Now my whole life would become one unremitting effort to keep the dangerous truth hidden from him even as we shared the greatest intimacies that can exist between two people.
In such stony soil how could love take root? Already every impulse of mine to be open and yielding and generous had been crushed. I could never afford to drop my guard again.

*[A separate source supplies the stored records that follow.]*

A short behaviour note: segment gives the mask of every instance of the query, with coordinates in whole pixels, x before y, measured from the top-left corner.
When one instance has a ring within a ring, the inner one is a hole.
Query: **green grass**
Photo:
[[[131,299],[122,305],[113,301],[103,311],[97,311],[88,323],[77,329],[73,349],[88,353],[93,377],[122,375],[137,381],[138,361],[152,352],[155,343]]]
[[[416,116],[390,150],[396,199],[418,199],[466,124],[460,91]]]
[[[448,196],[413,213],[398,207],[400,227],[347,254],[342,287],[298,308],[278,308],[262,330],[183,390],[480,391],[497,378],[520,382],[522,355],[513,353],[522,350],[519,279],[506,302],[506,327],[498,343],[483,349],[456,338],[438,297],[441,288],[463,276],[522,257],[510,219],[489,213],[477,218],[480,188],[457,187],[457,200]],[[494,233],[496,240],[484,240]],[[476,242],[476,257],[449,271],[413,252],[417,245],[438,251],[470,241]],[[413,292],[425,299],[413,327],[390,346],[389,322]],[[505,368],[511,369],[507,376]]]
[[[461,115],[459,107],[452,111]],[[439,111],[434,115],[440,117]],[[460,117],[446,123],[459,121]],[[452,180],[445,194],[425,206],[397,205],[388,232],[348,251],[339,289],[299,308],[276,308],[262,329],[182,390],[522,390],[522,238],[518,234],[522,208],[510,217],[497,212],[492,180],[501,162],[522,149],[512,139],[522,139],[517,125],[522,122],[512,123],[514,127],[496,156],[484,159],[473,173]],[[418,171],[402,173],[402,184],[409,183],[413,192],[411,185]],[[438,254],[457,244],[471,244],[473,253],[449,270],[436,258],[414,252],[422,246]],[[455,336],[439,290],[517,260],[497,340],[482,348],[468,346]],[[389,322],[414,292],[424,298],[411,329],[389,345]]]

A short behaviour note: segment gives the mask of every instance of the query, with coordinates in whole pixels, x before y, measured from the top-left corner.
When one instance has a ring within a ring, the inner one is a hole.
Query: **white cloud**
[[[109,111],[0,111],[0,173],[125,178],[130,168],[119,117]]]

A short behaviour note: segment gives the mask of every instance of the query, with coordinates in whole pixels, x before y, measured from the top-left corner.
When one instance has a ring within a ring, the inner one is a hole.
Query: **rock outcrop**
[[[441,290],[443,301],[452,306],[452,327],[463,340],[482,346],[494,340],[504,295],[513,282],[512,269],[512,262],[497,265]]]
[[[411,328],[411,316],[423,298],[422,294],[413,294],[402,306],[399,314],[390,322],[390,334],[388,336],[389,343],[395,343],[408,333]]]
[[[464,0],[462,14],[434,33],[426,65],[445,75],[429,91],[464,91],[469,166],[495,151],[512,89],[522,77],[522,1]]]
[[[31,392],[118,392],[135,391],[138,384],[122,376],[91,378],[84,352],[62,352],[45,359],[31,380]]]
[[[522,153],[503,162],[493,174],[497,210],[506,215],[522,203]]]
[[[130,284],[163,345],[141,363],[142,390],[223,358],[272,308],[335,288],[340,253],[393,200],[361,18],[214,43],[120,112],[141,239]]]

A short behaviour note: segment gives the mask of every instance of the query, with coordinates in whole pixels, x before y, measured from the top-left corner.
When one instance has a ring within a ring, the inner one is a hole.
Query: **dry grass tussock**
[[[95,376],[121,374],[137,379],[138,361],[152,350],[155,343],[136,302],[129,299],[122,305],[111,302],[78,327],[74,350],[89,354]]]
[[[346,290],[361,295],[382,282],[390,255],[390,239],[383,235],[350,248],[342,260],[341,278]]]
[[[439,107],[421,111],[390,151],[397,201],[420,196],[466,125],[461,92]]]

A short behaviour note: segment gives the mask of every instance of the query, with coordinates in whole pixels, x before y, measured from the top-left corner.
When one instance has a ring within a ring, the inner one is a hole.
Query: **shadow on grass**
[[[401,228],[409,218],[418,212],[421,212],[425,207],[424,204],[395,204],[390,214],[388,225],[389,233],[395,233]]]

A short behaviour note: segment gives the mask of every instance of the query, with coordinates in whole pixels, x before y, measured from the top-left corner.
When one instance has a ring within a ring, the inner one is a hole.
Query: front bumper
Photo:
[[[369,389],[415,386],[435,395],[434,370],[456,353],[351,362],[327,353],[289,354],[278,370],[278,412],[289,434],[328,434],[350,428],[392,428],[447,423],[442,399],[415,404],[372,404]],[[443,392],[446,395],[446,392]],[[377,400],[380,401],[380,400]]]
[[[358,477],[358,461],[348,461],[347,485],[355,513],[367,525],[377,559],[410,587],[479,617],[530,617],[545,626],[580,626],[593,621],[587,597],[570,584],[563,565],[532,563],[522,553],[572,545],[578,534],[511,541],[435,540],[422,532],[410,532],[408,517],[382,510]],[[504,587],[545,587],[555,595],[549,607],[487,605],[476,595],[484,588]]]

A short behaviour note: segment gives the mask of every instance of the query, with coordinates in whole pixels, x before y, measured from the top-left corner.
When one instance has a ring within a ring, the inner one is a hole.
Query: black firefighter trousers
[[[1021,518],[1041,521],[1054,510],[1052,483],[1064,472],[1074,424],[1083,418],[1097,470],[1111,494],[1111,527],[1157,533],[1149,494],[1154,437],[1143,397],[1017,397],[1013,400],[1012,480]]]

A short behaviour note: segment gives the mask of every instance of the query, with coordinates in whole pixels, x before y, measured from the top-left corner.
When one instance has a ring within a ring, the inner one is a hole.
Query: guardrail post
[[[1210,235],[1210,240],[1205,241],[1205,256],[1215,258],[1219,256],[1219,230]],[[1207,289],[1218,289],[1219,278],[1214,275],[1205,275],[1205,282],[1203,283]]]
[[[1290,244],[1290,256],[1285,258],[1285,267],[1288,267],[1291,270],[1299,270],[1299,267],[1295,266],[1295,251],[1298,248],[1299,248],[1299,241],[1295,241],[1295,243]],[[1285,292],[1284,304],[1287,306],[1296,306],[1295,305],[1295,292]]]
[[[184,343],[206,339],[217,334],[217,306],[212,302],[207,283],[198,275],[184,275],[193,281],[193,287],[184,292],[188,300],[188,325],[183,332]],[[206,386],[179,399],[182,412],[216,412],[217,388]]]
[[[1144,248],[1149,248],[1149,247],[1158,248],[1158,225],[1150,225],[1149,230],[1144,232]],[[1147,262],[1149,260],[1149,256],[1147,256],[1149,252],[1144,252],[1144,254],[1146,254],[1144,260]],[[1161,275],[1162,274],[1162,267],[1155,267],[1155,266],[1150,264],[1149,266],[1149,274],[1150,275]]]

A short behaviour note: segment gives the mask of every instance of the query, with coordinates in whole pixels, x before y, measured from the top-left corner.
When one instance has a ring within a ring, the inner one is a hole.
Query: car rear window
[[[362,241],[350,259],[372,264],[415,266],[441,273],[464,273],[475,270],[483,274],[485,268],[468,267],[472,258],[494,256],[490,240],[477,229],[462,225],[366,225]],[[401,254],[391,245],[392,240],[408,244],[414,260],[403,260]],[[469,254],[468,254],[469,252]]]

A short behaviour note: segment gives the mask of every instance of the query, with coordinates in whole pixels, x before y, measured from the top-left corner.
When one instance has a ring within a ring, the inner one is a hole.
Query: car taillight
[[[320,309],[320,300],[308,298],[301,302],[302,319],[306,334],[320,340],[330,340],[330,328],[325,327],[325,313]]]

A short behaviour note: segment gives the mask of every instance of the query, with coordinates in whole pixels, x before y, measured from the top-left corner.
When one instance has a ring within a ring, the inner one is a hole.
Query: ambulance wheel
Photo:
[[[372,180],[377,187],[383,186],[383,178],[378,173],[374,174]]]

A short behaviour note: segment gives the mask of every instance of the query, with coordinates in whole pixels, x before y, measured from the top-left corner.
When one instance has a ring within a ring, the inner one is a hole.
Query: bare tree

It was just as well. For what if I had fallen in love with Sir Anthony before Poncet had sprung his trap? What if my heart already belonged to a man who would surely turn from me with disgust and condemnation were he to plumb my secrets?
I would do everything in my power to keep that knowledge from him forever. But I was hardly confident that I could really manage this, and to think of having surrendered myself to him completely and then to fail in covering up my sins! The agony of his rejection would be insupportable.
No, he must never have my heart; this was my best protection. This way no matter what happened, he could never really hurt me. Even if a day came when all his esteem for me turned to ashes, at least I would not have to suffer the anguish of being coldly cast aside by a man I worshiped, a man who would meet Poncet’s price to protect his own name from scandal, but who would never forgive his wife’s deception. I thought with a shudder of the unbending Marquess of Londonderry, who, years ago, upon discovering love letters from his wife to another man, had informed her, in a note, “Henceforth we do not speak,” and had not violated that edict since.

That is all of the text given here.